What we as coaches and experienced archers say to new archers, matters. 

Being new to the sport, they are very impressionable (like the young lady I spoke to today) and stereotypes are easily set. 

Coaches are not serving their customers honestly if they steer them away from where their true passion lies.


----------



## TomB (Jan 28, 2003)

Just to add to John's answer the premise also then banks in a zero sum mentality of anyone that doesn't win olympic medals is somehow deficient. The key thing that is archery's biggest selling point is that it is not a zero sum game. I can compensate for skill set with distance and target size. I have three different disciplines to attract kids to archery. Shooting better than your average is a worthwhile accomplishment. And most importantly, I am less likely to have casualties. The only "serious" archers shoot OR mantra means an a priori acceptance that we will loose kids, that there are acceptable casualties. USA archery should have the guiding principle that once we get a kid to try archery, we have them for life. Barebow is how many of them start and want to master it before they try something simpler.


----------



## limbwalker (Sep 26, 2003)

> USA archery should have the guiding principle that once we get a kid to try archery, we have them for life. Barebow is how many of them start and want to master it before they try something simpler.


Pure gold Tom. I could not have said it any better.


----------



## wanemann (Oct 7, 2010)

do lets be serious..is the comment really that out there 

-barebow is shooting style that aims, so its really not at stretch to advise putting on a real sight, and follow up with stabilizers which aid in steadying your aim. 
-trad too, is how many start before moving to something simpler like barebow(hitting a target without having a point on, tuning without cut past center or plunger) 
-yes the good BB shooters are close in score to a good oly shooter, as they should be both are aiming both have high end everything, one is a little better but of coarse he is a little steadier
so if I had a student that demonstrated a clear desire for QUICK on-target performance, I too would say get serious, with a sight and stabs as its simpler and quicker to get on target.

I get it, many are passionate about BB, I was too at one time, but referring to some ones archery viewpoint as stupid just helps with the barriers between classes. everyone thinks there way is better/harder and bla bla bla, but at the end of day to be excellent at any requires the same amount work/time/training/discipline and dedication. 

wayne


----------



## limbwalker (Sep 26, 2003)

> for QUICK on-target performance, I too would say get serious


Again, that is a slap in the face to barebow archers who are every bit as "serious" about their discipline as any recurve or compound archer.
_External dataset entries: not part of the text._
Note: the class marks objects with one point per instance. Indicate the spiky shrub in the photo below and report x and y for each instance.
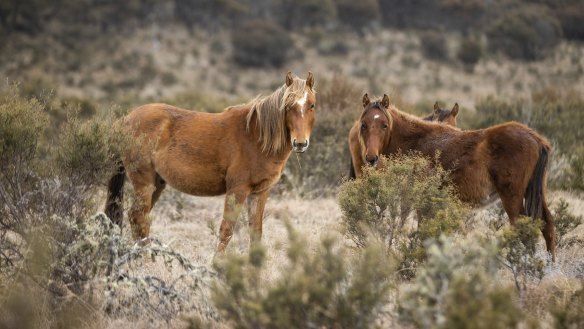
(453, 289)
(320, 170)
(329, 288)
(434, 45)
(53, 251)
(566, 222)
(378, 206)
(518, 252)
You, like the coach I'm referring to, illustrate a very naive opinion. Stupid may have been the wrong word. Self-serving and naive are probably better terms. 

Self serving because why else would a coach redirect a student away from something they are interested in? If they are genuinely interested in shooting without sights or stabilizers or clickers, then the coach should either help them do that, or swallow their pride and help them find someone who can. 

Again, who is helping whom here?



> everyone thinks there way is better/harder and bla bla bla, but at the end of day to be excellent at any requires the same amount work/time/training/discipline and dedication.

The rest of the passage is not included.